How to Reduce Long-Term Capital Gains Tax with Short-Term Losses
The long-term capital gains (LTGC) come from the sale of equity mutual funds that are held for over a year and the short-term gains arise from those sold within a year. The long-term and short-term capital losses are also differentiated based on their holding period. The long-term capital gains that exceed ₹1.25 lakh in a financial year are taxed at 12.5% while the short-term capital gains are taxed at a flat 15%.
Short-Term Losses Reduce LTCG Tax Liability
If an investor incurs a short-term capital loss, it can be used to offset the taxable long-term capital gains and assists in reducing the overall tax.
Rules for Offsetting Capital Gains with Capital Losses
- Short-term capital losses offset short-term as well as long-term capital gains.

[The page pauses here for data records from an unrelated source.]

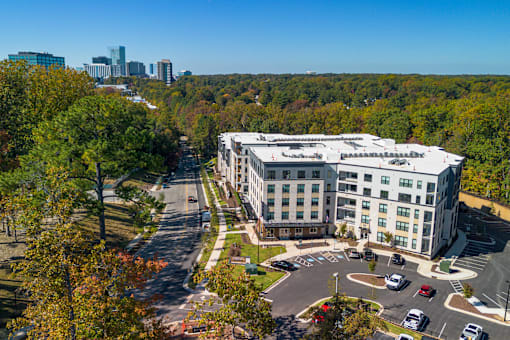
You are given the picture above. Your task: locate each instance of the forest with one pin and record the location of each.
(468, 115)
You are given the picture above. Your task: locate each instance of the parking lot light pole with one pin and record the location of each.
(506, 306)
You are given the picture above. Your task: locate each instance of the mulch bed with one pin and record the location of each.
(375, 280)
(460, 302)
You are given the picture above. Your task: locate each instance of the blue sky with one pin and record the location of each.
(241, 36)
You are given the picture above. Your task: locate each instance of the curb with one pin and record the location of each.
(447, 305)
(363, 282)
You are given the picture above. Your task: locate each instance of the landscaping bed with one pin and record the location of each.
(370, 279)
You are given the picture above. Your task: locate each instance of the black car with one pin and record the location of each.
(285, 265)
(369, 255)
(397, 259)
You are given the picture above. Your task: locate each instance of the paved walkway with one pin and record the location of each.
(220, 241)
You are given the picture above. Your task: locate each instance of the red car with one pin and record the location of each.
(426, 291)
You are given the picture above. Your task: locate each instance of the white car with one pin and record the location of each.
(394, 281)
(472, 331)
(405, 337)
(414, 320)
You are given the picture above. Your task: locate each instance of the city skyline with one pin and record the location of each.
(282, 37)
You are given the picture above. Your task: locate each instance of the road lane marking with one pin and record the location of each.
(442, 329)
(497, 304)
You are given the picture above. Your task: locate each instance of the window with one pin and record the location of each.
(380, 236)
(401, 241)
(429, 199)
(403, 211)
(286, 174)
(406, 198)
(271, 174)
(381, 222)
(405, 183)
(427, 216)
(402, 226)
(431, 187)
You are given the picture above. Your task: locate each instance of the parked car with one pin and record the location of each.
(397, 259)
(285, 265)
(472, 331)
(369, 255)
(394, 281)
(353, 253)
(426, 291)
(415, 320)
(405, 337)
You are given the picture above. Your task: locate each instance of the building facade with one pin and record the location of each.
(311, 185)
(35, 58)
(165, 71)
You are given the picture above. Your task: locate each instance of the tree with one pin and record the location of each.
(240, 302)
(388, 238)
(78, 288)
(97, 137)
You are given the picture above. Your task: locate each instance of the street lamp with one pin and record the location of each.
(507, 292)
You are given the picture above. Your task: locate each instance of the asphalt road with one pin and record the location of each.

- Long-term capital losses can only be used to offset long-term capital gains.
- In case the total capital loss exceeds the total capital gain in a year, it can be carried forward for up to eight assessment years.
Things to Keep in Mind
- Maintain proper documentation and keep records of all investment transactions.
- File your ITR on time.
- Review investment goals and avoid selling profitable investments solely for tax benefits.
- Understand tax laws, rates and exemptions so you make informed investment decisions.

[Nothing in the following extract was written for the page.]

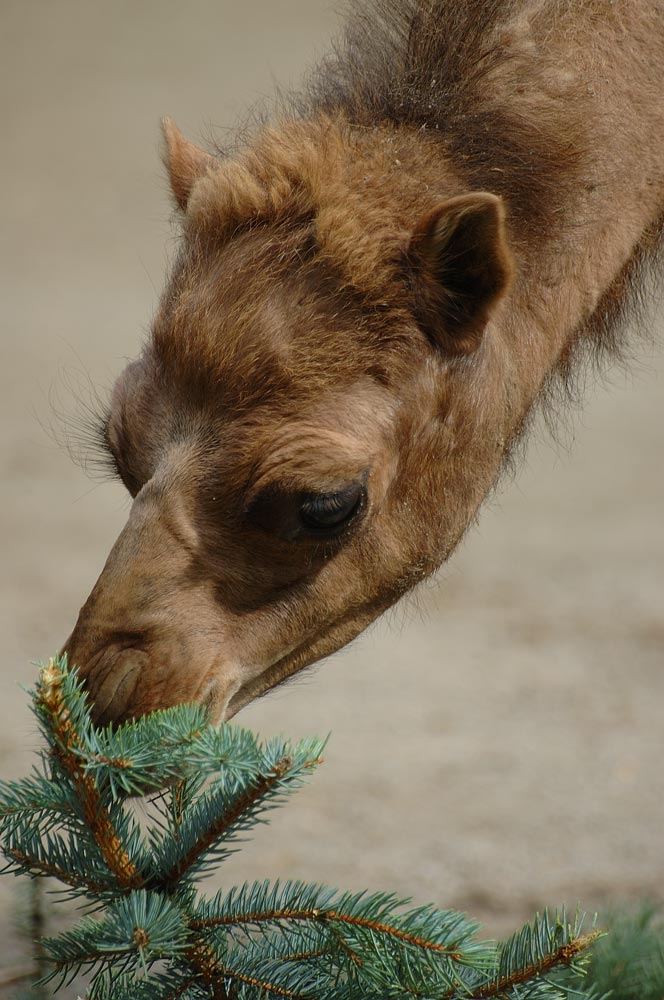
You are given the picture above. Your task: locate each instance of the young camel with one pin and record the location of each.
(369, 299)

Disclaimer: This blog has been written exclusively for educational purposes. The securities mentioned are only examples and not recommendations. This does not constitute a personal recommendation/investment advice. It does not aim to influence any individual or entity to make investment decisions. Recipients should conduct their own research and assessments to form an independent opinion about investment decisions.
Investments in the securities market are subject to market risks, read all the related documents carefully before investing.